Sunday, January 13, 2013
Caribbean Cruise - Introduction
Every year, Sigrid and I try to find new and exciting places to visit. We have talked about Africa, South America including Antarctica, or another Asian cruise covering areas that we hadn't visited yet. As we looked at the travel brochures, we realized that we were overlooking the fairly close by part of the globe that we hadn't been considering....the Caribbean.
I had been on a Caribbean cruise back in the summer of 1994 but Sigrid has never been to that part of the world. After studying our options, we selected a Holland America cruise the covered most of the best known eastern and southern islands. Our plan was to visit one time and see as much as we could before moving on to other parts of the world. The cruise we selected was for 21 days. Here is the itinerary information. The cruise was actually two cruises fit together. That is why we visit Fort Lauderdale in the middle. We actually did the reverse of what is shown below in that we did the Half Moon Cay, Grand Turk, etc. part of the cruise first.
Our ship was the Noordam. It was the third Holland America ship we have cruised on with the first two being the Zandam and Volendam.
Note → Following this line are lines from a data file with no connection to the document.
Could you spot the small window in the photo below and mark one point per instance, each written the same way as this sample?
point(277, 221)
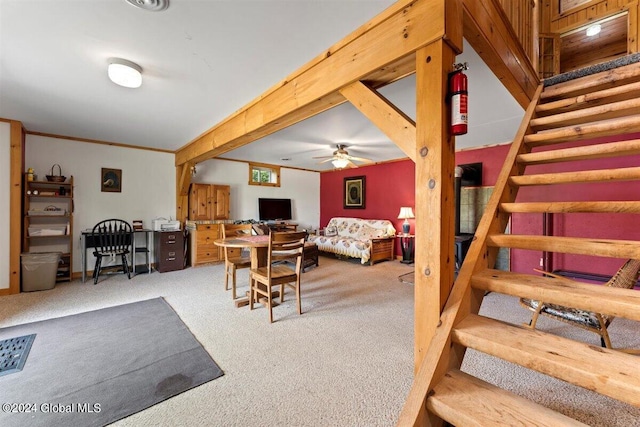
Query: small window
point(262, 174)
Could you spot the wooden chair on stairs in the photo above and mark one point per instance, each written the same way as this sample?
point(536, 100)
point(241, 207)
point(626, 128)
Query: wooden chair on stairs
point(626, 277)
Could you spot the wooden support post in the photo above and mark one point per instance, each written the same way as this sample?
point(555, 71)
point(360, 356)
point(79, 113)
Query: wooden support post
point(15, 203)
point(435, 164)
point(183, 174)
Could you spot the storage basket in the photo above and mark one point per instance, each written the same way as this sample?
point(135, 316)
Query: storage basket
point(46, 230)
point(56, 178)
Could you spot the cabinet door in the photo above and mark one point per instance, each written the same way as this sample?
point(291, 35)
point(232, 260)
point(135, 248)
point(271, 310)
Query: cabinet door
point(221, 206)
point(200, 202)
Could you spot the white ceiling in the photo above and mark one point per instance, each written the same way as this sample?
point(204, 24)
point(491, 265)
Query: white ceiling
point(203, 60)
The Noordam is slightly larger that the other two. On our two part cruise we had 1,859 and 1,857 passengers on board. The other two ships can only handle about 1,400 passengers. The Noordam had a crew of just over 800 taking care of us and the ship. The Noordam was built in 2006 so it is a fairly new ship.
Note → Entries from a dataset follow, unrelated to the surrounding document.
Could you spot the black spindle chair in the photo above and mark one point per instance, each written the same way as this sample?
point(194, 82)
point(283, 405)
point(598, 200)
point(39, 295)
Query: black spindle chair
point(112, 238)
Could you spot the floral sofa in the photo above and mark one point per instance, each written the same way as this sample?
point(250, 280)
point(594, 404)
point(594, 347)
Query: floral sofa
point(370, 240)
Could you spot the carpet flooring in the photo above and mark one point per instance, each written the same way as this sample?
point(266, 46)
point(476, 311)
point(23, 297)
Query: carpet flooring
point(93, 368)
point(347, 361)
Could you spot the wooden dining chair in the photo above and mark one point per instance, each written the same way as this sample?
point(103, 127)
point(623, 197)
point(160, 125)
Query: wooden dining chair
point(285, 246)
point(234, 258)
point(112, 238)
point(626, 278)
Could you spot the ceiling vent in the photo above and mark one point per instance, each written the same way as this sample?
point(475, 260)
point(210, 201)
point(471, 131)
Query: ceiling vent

There will be about 21 posts following this one. Each one will cover the activities of the day with photos and commentary. As each new post is created, it stacks on top of the previous one so to follow the posts in order, you start here and then click on the "Newer Post" link at the end of each post to proceed. You can use the Blog Archive on the right side of each post to skip around by island if you don't want to look at all the posts.
I will reference island types in the blog postings. There are two types: Limestone/Coral and Volcanic origin. The Limestone/Coral islands tend to be flat and featureless since they were, at some point, part of the ocean floor. These islands have little soil so the vegetation is scrubby with few naturally occurring flowers and limited wildlife. The Volcanic islands look more like Hawaii with the large mountains, lush rain forests, tropical fruits and flowers, and interesting wildlife. All the islands have beautiful beaches and great snorkeling/scuba diving although the Limestone/Coral islands probably have an edge here.
We hope you enjoy the posts and can use the information for planning your own trip to the Caribbean.